Wallerstein's Legacies: Restructuring Social Sciences, Sociology as Radical Politics, and the Perspective of the World

Wednesday, November 6, 2019 - 1:30pm to 3:00pm

UMass Amherst | Thompson 919 - Rossi Room

Immanuel Wallerstein (10/28/1930 - 9/31/2019), was one of the leading figures of twentieth century social theory and research. This presentation by Agustín Lao-Montes (Associate Professor of Sociology, UMass Amherst) will highlight Wallerstein's main contributions as a social scientist and intellectual-activist through his long career, since he was a young professor of sociology at Columbia University in the 1960s. It will focus on three key dimensions of Wallerstein's rich and diverse intellectual production and historical legacies: first, his leadership in international efforts to restructure the social sciences beyond what he called "the 19th C paradigm"; second, his life-long agency toward making sociology a type of critical theory and a sort of radical politics; and third, his profound methodological and empirical contributions to developing historical sociology from "the perspective of the world."

Dr.

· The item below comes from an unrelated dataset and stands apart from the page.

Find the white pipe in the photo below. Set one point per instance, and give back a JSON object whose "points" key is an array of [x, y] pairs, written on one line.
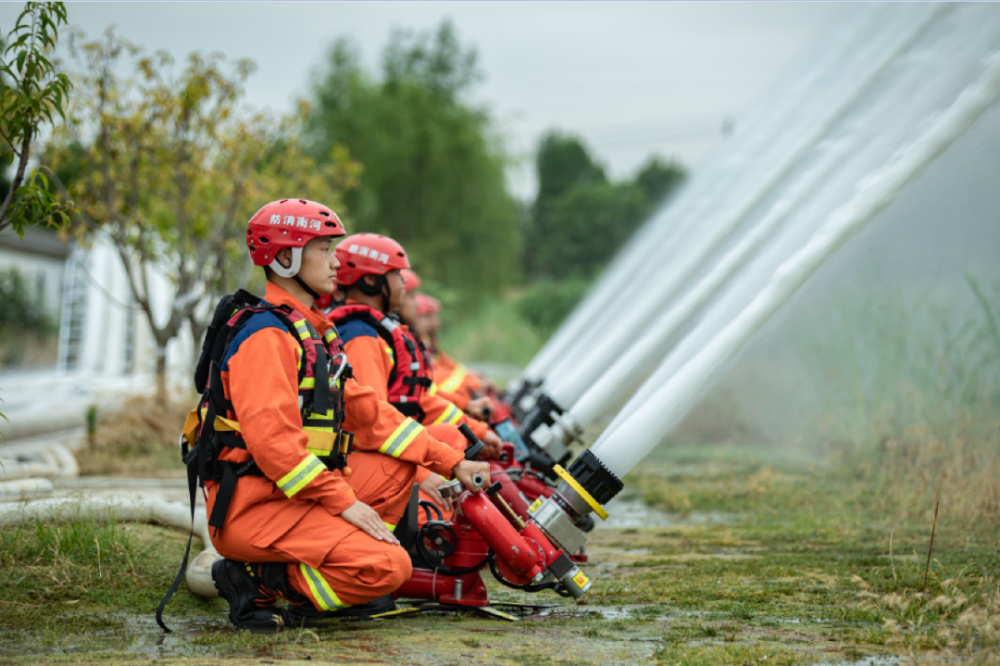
{"points": [[127, 508], [586, 357], [53, 461], [633, 440], [598, 396]]}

Lao-Montes' talk is co-sponsored by the Department of Sociology Colloquium and Special Events Committee, the Critical Social Studies Workshop, and the Institute for Social Science Research at UMass Amherst. Refreshments will be provided.

Agustin Lao-Montes has a Ph.D. in Sociology from the State University of New York–Binghamton. His fields of specialty include world-historical sociology and globalization, political sociology, social identities and social inequalities, sociology of race and ethnicity, urban sociology/community-university partnerships, African Diaspora and Latino Studies, sociology of culture and cultural studies, and contemporary theory and postcolonial critique.